Re: [tor-dev] On the visualization of OONI bridge reachability data

6 Oct 2014

      On 10/6/14, 6:28 PM, Matthew Finkel wrote:
...
On Sat, Oct 04, 2014 at 06:27:22PM -0700, M. C. McGrath wrote:
...
These were a few possibilities for visualization that we came up with
at the OTF summit (I can send the full notes from that discussion if
everyone is okay with it):
Is this something that is different from what is on this pad:
https://pad.riseup.net/p/bridgereachability?

If so please do!
...
...
- - Timelines (by protocol, pool, country)
- - Pie charts for above
- - Timeline/graph of time it takes to block bridge from when added to
TBB (github parser)
Similar to the next one, I wonder if showing a map cooresponding to
this data would also help. At t0, zero countries block the built-in
bridges, at t1 = only China blocks, at t2 = China + Iran block, at t3 =
China + Iran + Syria block, t4 = t3 + Turkey, etc. I'm thinking this
would be nice in addition to the timeline which George sketched (where
some of the time points are clickable and update the map). I don't
actually know how difficult this is to make.
I like this idea, though having both the map and the timeline will take
up quite a bit of screen real estate.

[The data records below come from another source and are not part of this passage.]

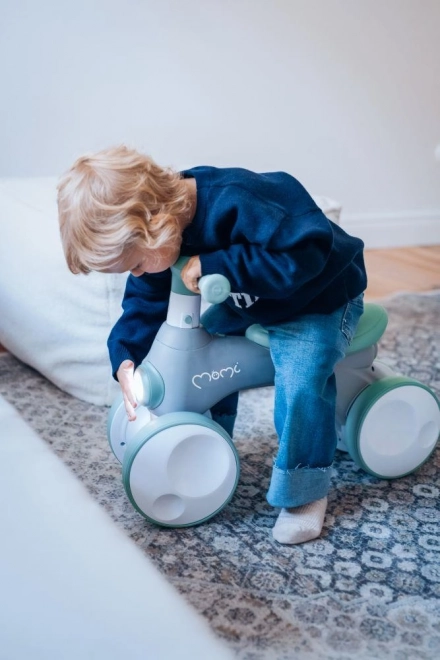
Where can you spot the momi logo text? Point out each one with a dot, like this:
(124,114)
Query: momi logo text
(199,380)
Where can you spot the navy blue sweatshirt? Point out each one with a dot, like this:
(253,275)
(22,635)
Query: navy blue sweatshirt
(265,233)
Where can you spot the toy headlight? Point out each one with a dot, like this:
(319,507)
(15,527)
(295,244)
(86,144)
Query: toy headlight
(149,387)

I think that both of these are
useful graphs to have and linking the two into one giant one probably
does not require that amount of effort so I would go for it.
...
...
- - Geographic breakdown by region (if enough data points) Could be
similar to this map of % of internet users who use Tor by country
https://transparencytoolkit.org/tormap.html
[...]
...
But, it would also be really cool if we can create a map like this
based on the reachability of bridges per country per protocol and
maybe, in addition, color-code/denote how the ISPs/country are
interfering with the connection (e.g. throttling, DNS cache
poisoning, IP addr/port blocking).
This would indeed be very cool. A problem is that it's quite hard to
make a statement as to which protocol is working especially in cases
like China where the blocking does not happen immediately.

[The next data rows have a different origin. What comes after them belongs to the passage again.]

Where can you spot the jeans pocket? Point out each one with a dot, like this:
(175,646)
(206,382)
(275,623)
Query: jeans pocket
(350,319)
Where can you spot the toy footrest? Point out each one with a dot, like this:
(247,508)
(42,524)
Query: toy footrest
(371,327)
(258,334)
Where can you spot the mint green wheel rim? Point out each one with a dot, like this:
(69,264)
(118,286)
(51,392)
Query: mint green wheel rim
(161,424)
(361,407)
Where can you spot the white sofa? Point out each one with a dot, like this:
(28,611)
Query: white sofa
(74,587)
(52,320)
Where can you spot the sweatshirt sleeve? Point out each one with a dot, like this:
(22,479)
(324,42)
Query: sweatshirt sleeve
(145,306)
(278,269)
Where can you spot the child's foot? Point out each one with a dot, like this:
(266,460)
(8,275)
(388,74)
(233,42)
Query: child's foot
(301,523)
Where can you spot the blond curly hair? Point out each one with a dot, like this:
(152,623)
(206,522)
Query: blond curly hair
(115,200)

What we can do however is have something like bubbles over every country
that show the percentage of bridges of every category that we have
detected as "not working" in the country at that given time and if "not
working" means that "Tor cannot bootstrap to 100%", "the connection
attempt failed" or "the connection was reset".
...
...
- - At what point in the tor bootstrapping does it fail (may be
difficult to determine, especially anonymized)?
Yes, but there's already a risk to running ooni-probe (at least right
now, hopefully this will change in time). We will eventually need
probes running in most countries if we want a good understanding of
what network interference is taking place and who is affected.
I don't think it's an issue to publish at what point Tor bootstrap
failed as it doesn't give away any particularly personally identifiable
information. Also keep in mind that at this stage all of the
measurements are being conducted from machines that we have rented and
operated ourselves so privacy of the probe operator is not much of a
problem.
...
...
- - In all visualizations, compare with control (filter, line break,
plot alongside, etc)
And the variables we thought would be relevant to visualizations:
Protocol
Pool
Country (and region)- Iran, China, Netherlands (control)
Time it takes to be blocked
Point in bootstrap where it fails
Classify the bridges by commercial/residential connection
Time we started scanning the bridge from where
Maybe latency measurements per protocol? Initially, I'm thinking
"the time is takes to download a consensus from the bridge" but
there are many variables that may affect this. Anyone have a better
idea?
I think this mostly covers it. The only addition can think of right
now is comparing different control countries against each other (and
different ISPs within the control countries). Maybe we'll find
something interesting.
I was more thinking of something like "downloading a resource of [10k,
100k, 1M] from a fixed location" so that we don't have the variable of
the consensus size and can use this as a benchmark.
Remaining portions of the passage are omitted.